I would add bad colleagues. I worked with two people who were very toxic, but loved by the Queen Cersi-like manager. Those two hated me and took great joy undermining my work. The evil manager enabled the atrocious colleague behavior.
> Nothing works if that person is your superior and holds absolute power over you.
The only reason they become issues is if they don't like you. Otherwise, these are still valid. The post isn't about working with someone who dislikes you. It's about working with someone you dislike.
Especially not if they're a narcissist or some other label on the Cluster B spectrum.
Some people are inherently toxic. You should not assume good will, because they're motivated by antagonism and hierarchy, not a genuine need to solve problems together.
Worse, they're incapable of empathy. And they gravitate to positions of power. So the higher you go, the more likely you are to meet them.
Obviously it's wildly and unhelpfully wrong to suggest everyone you have friction with is like this.
But it's also unrealistic to ignore the existence of a personality type that can be incredibly destructive, professionally and personally.
You are fucked if they don’t like you. If it’s just you not liking them without it being fiercely mutual, the article may still apply.
I’ve been in the situation #3. The rule is that you put your best game face on and try to either fly under the radar or not give them reasons to dislike you. Create a network of acquaintances on your own level and get as much intelligence as you can.
Brave Soldier Švejk is practically required reading for getting the right kind of attitude.
1. Can be managed if you have direct contacts with the deans. I really don’t recommend this unless you know exactly what to do. You can’t teach academic managing up. Also if you’re on an H1-B or F1 (not domestic) I agree you’re cooked.
It's a result of sexism, though. That's the average age of a tenured professor these days, 60? We are just now starting to see the effects of women enterting the top of the workforce chains.
Laugh not. I've been there. Not a H1B but a work visa in another country. PhD yes, worse, lapsed but threw it around, better, business setting.
My 'way out' was to stay on and keep building good terms with his boss's equivalent in another part of the company, one of the owners. Worked out ok. Had she not been there, I'd have left.
I also worked overseas on a visa tied to my employer. I managed to move job to stay in the country; otherwise I'd have had issues too. But I didn't think it was an awful situation exactly - it was the exact one I'd chosen.
I agree with the GP comment that if someone is in a supervisory role to you and you don't like them, do everything you can to find a way out.
The thing I find so amusing about your comment is that, in a thread about dealing with toxic people, you have written off "supervising professors" as "the dumbest people", and all of HR as "Shit people", and you fail to see the irony.
Examples situations close friends of mine have experienced:
1. You are a PhD student and he (and it usually is a he) is your professor.

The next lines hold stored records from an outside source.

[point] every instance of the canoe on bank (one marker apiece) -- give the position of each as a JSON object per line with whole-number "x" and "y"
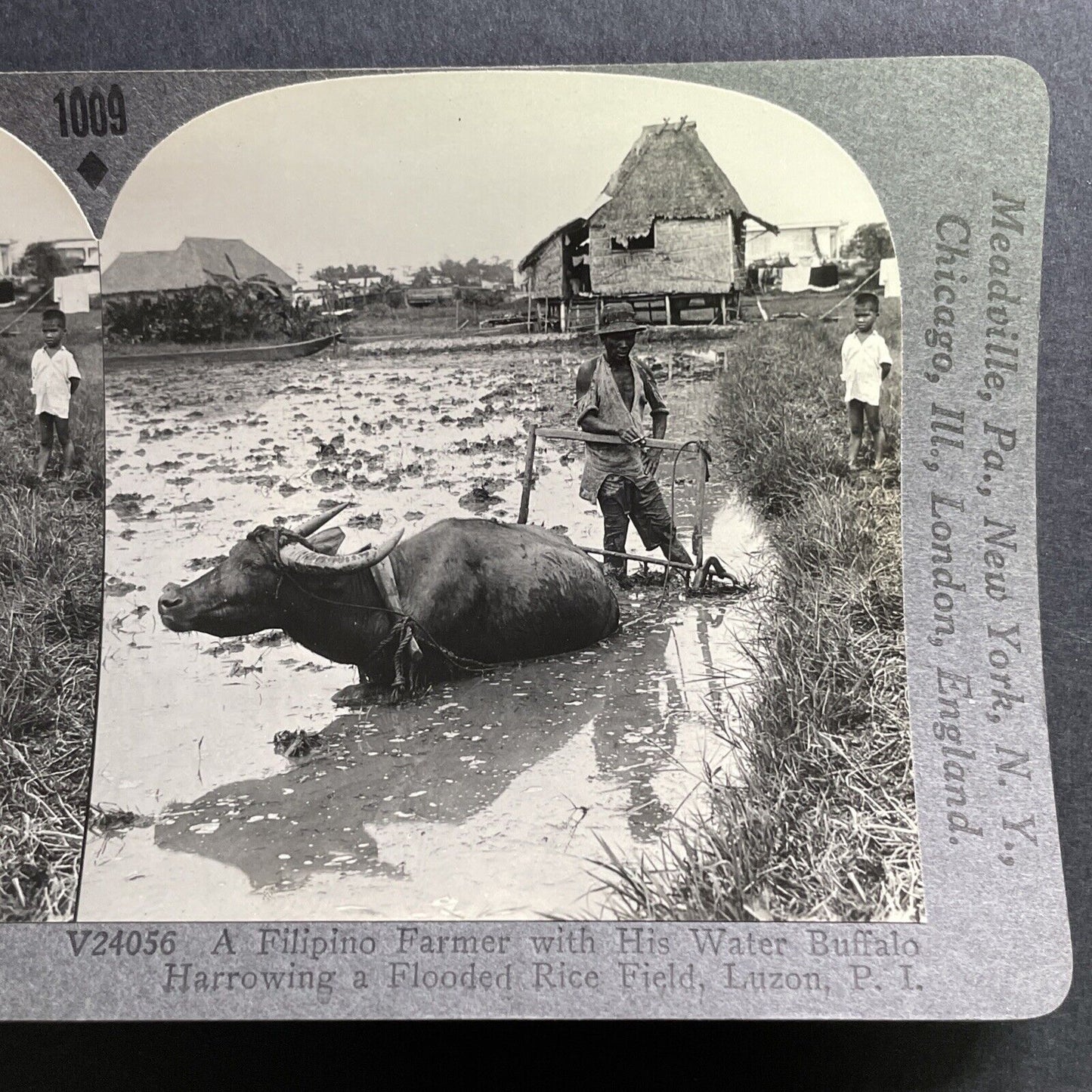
{"x": 243, "y": 354}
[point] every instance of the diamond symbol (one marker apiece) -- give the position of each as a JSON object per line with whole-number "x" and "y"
{"x": 92, "y": 169}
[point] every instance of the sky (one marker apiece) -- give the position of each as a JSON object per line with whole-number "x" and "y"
{"x": 403, "y": 171}
{"x": 35, "y": 204}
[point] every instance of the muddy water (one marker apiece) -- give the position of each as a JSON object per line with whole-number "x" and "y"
{"x": 484, "y": 800}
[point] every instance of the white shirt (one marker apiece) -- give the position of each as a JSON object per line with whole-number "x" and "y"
{"x": 862, "y": 367}
{"x": 49, "y": 380}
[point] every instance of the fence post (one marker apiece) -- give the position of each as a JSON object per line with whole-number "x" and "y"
{"x": 529, "y": 468}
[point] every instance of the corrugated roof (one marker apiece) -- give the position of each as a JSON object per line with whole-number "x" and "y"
{"x": 669, "y": 174}
{"x": 193, "y": 264}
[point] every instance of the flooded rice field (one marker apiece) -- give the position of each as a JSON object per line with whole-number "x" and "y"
{"x": 483, "y": 800}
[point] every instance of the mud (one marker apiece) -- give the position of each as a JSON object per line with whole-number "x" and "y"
{"x": 485, "y": 799}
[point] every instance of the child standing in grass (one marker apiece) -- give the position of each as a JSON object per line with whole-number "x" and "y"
{"x": 54, "y": 380}
{"x": 865, "y": 365}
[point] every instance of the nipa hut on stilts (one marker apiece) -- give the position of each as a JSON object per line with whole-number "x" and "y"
{"x": 667, "y": 236}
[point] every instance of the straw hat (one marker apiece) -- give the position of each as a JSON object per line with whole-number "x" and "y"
{"x": 620, "y": 319}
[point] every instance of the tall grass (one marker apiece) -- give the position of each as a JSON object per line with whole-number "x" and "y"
{"x": 51, "y": 608}
{"x": 824, "y": 822}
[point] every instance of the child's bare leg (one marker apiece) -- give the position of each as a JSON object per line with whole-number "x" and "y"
{"x": 876, "y": 427}
{"x": 45, "y": 442}
{"x": 856, "y": 413}
{"x": 64, "y": 437}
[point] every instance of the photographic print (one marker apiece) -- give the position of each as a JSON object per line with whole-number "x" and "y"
{"x": 405, "y": 321}
{"x": 527, "y": 543}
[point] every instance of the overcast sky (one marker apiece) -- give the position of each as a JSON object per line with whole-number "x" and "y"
{"x": 34, "y": 203}
{"x": 407, "y": 169}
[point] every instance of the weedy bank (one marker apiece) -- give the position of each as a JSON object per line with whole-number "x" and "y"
{"x": 51, "y": 606}
{"x": 824, "y": 824}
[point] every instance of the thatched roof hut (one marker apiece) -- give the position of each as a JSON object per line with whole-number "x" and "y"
{"x": 670, "y": 224}
{"x": 669, "y": 174}
{"x": 196, "y": 262}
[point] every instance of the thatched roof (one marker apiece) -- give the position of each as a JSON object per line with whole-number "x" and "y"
{"x": 669, "y": 174}
{"x": 193, "y": 264}
{"x": 533, "y": 253}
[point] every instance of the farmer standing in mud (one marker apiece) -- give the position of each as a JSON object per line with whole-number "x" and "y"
{"x": 54, "y": 380}
{"x": 613, "y": 393}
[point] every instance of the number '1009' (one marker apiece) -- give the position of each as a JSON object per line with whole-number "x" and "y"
{"x": 96, "y": 114}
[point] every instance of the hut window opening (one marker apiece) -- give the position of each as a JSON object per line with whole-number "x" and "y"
{"x": 627, "y": 243}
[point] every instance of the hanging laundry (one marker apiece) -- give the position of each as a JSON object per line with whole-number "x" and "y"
{"x": 71, "y": 294}
{"x": 889, "y": 277}
{"x": 794, "y": 277}
{"x": 824, "y": 277}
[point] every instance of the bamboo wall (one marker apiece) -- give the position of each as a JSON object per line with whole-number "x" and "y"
{"x": 689, "y": 255}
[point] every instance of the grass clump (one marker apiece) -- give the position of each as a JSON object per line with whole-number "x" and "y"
{"x": 51, "y": 608}
{"x": 822, "y": 824}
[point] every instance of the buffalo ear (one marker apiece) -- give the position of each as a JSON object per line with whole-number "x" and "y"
{"x": 326, "y": 540}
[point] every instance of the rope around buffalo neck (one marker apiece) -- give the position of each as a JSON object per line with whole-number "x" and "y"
{"x": 281, "y": 535}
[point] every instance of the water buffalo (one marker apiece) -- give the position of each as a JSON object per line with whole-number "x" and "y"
{"x": 472, "y": 593}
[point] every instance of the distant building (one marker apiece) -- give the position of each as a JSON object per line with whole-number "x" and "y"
{"x": 194, "y": 263}
{"x": 81, "y": 255}
{"x": 667, "y": 236}
{"x": 795, "y": 243}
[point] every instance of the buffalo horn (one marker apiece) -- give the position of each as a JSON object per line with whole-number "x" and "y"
{"x": 299, "y": 557}
{"x": 309, "y": 527}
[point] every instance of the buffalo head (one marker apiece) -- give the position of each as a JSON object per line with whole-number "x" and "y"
{"x": 240, "y": 594}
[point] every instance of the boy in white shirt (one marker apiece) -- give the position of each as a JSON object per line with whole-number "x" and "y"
{"x": 54, "y": 380}
{"x": 865, "y": 365}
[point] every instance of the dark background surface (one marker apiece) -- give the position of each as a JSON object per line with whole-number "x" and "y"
{"x": 1055, "y": 36}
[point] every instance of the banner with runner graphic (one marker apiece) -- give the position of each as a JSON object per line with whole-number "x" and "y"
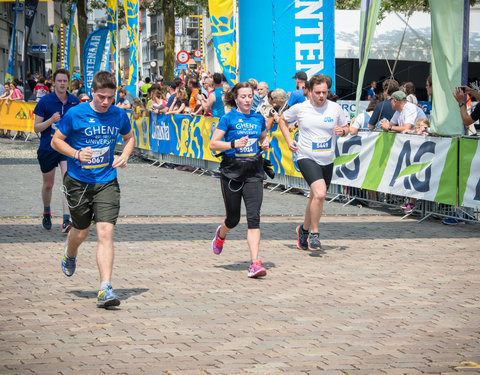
{"x": 131, "y": 15}
{"x": 17, "y": 115}
{"x": 223, "y": 26}
{"x": 469, "y": 173}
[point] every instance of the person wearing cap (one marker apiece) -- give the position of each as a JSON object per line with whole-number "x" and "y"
{"x": 171, "y": 86}
{"x": 405, "y": 116}
{"x": 298, "y": 96}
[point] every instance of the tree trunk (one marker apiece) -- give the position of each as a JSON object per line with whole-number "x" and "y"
{"x": 169, "y": 40}
{"x": 82, "y": 29}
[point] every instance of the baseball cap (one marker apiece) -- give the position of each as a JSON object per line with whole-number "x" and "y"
{"x": 398, "y": 95}
{"x": 301, "y": 75}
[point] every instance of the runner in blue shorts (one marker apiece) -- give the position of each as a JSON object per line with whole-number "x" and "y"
{"x": 48, "y": 111}
{"x": 88, "y": 134}
{"x": 320, "y": 121}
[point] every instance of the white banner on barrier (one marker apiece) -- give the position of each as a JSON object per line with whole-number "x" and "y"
{"x": 354, "y": 155}
{"x": 471, "y": 198}
{"x": 415, "y": 166}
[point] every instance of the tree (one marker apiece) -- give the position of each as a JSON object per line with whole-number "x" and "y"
{"x": 171, "y": 9}
{"x": 402, "y": 6}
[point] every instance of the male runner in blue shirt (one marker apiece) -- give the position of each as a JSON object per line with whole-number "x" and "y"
{"x": 91, "y": 130}
{"x": 48, "y": 111}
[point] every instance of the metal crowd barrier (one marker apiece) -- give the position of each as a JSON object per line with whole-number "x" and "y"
{"x": 344, "y": 194}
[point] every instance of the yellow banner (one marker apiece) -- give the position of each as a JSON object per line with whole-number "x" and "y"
{"x": 223, "y": 35}
{"x": 17, "y": 115}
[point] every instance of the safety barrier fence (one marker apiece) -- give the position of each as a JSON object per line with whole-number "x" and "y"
{"x": 441, "y": 173}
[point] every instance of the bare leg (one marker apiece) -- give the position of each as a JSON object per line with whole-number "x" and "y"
{"x": 253, "y": 240}
{"x": 63, "y": 169}
{"x": 48, "y": 181}
{"x": 318, "y": 192}
{"x": 105, "y": 250}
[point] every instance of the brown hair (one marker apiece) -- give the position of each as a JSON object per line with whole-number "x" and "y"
{"x": 104, "y": 80}
{"x": 230, "y": 95}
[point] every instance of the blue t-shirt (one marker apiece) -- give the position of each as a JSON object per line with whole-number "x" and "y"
{"x": 85, "y": 127}
{"x": 45, "y": 108}
{"x": 218, "y": 108}
{"x": 296, "y": 97}
{"x": 237, "y": 125}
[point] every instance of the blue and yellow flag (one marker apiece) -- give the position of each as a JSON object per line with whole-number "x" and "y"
{"x": 368, "y": 21}
{"x": 224, "y": 37}
{"x": 131, "y": 15}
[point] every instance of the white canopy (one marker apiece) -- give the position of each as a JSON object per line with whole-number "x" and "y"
{"x": 388, "y": 35}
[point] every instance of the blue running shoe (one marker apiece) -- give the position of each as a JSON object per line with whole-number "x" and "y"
{"x": 107, "y": 298}
{"x": 68, "y": 264}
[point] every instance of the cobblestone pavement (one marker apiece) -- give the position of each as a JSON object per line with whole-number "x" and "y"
{"x": 386, "y": 296}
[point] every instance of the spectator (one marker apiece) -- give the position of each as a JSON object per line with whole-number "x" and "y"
{"x": 262, "y": 93}
{"x": 384, "y": 110}
{"x": 213, "y": 105}
{"x": 194, "y": 88}
{"x": 298, "y": 95}
{"x": 409, "y": 90}
{"x": 40, "y": 90}
{"x": 30, "y": 81}
{"x": 123, "y": 101}
{"x": 361, "y": 121}
{"x": 256, "y": 98}
{"x": 371, "y": 91}
{"x": 5, "y": 95}
{"x": 405, "y": 116}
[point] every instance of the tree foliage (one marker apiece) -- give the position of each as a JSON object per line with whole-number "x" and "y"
{"x": 402, "y": 6}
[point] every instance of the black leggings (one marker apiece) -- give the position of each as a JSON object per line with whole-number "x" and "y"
{"x": 252, "y": 193}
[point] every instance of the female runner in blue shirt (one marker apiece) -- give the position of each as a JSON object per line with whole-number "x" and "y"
{"x": 240, "y": 134}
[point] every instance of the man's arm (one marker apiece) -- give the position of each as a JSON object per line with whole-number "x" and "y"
{"x": 40, "y": 124}
{"x": 58, "y": 144}
{"x": 128, "y": 143}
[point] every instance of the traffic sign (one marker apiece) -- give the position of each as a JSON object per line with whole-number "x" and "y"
{"x": 41, "y": 48}
{"x": 183, "y": 57}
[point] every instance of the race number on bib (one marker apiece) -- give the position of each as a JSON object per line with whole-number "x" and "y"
{"x": 322, "y": 144}
{"x": 251, "y": 149}
{"x": 100, "y": 158}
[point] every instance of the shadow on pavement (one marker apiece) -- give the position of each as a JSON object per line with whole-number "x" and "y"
{"x": 123, "y": 294}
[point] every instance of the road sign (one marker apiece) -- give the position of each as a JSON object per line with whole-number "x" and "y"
{"x": 183, "y": 57}
{"x": 40, "y": 48}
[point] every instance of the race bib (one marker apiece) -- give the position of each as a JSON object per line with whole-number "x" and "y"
{"x": 100, "y": 158}
{"x": 251, "y": 149}
{"x": 322, "y": 144}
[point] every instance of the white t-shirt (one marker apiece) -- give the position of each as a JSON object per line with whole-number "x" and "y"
{"x": 410, "y": 113}
{"x": 316, "y": 140}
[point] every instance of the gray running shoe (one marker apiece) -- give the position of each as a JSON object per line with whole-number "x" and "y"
{"x": 302, "y": 242}
{"x": 314, "y": 241}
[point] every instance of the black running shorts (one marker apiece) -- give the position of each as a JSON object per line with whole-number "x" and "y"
{"x": 311, "y": 171}
{"x": 49, "y": 159}
{"x": 87, "y": 202}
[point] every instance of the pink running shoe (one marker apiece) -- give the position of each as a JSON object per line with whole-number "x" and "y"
{"x": 217, "y": 242}
{"x": 256, "y": 269}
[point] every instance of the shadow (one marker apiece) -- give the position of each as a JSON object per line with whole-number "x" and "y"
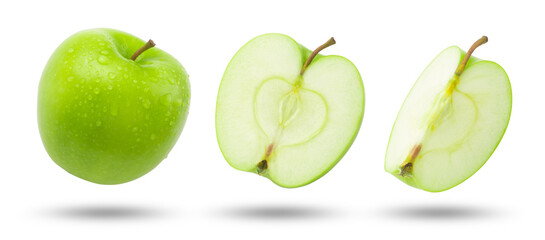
{"x": 105, "y": 213}
{"x": 440, "y": 212}
{"x": 276, "y": 212}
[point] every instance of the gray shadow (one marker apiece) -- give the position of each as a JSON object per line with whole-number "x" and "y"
{"x": 441, "y": 212}
{"x": 100, "y": 212}
{"x": 277, "y": 212}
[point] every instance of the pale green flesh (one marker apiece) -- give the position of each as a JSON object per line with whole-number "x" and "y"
{"x": 458, "y": 132}
{"x": 310, "y": 120}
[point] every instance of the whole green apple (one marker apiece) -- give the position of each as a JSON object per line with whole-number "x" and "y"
{"x": 110, "y": 106}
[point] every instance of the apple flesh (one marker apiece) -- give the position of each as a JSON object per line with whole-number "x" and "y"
{"x": 451, "y": 121}
{"x": 285, "y": 113}
{"x": 105, "y": 117}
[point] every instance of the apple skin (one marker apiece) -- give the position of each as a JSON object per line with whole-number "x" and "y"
{"x": 104, "y": 117}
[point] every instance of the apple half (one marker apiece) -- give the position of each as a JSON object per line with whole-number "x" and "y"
{"x": 287, "y": 113}
{"x": 451, "y": 122}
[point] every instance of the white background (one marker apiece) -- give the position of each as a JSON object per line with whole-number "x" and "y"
{"x": 195, "y": 194}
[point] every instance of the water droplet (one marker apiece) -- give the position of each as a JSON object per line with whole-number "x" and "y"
{"x": 114, "y": 110}
{"x": 166, "y": 99}
{"x": 103, "y": 60}
{"x": 146, "y": 103}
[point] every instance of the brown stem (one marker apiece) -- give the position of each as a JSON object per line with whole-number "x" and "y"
{"x": 146, "y": 46}
{"x": 329, "y": 42}
{"x": 463, "y": 63}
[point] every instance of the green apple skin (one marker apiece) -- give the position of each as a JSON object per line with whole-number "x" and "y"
{"x": 473, "y": 61}
{"x": 104, "y": 117}
{"x": 336, "y": 154}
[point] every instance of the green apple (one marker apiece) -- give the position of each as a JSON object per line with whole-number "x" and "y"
{"x": 451, "y": 122}
{"x": 287, "y": 113}
{"x": 110, "y": 106}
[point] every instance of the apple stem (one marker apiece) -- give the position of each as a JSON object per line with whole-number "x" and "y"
{"x": 475, "y": 45}
{"x": 329, "y": 42}
{"x": 146, "y": 46}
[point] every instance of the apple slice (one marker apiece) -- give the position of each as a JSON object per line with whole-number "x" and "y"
{"x": 451, "y": 122}
{"x": 286, "y": 113}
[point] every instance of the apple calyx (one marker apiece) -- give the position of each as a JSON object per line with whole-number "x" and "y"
{"x": 146, "y": 46}
{"x": 329, "y": 42}
{"x": 263, "y": 164}
{"x": 406, "y": 168}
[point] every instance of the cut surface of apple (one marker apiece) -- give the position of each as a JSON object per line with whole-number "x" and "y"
{"x": 451, "y": 122}
{"x": 285, "y": 119}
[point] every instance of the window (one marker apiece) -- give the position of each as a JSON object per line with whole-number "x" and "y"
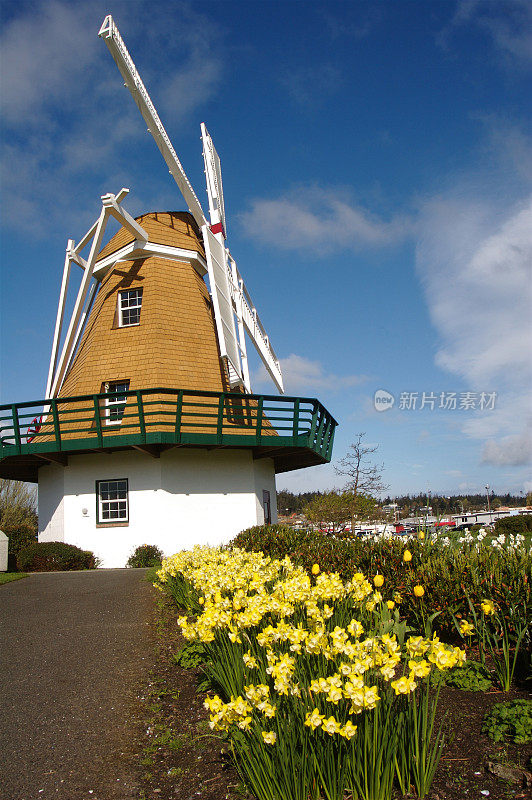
{"x": 112, "y": 501}
{"x": 129, "y": 305}
{"x": 115, "y": 404}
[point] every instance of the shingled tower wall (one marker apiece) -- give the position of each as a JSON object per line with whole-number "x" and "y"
{"x": 174, "y": 345}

2. You are in a profession with limited opportunity (say, HR) and he is your boss.
3. You are an immigrant, and losing your job means leaving the country.
4. All of the above.
I feel articles like these are written by people that have never been in above situations. If you are in a dependency situation, you are fucked. Pro lifetip: Avoid dependency situations whenever you can. And sometimes you can't and just have to hope for the best.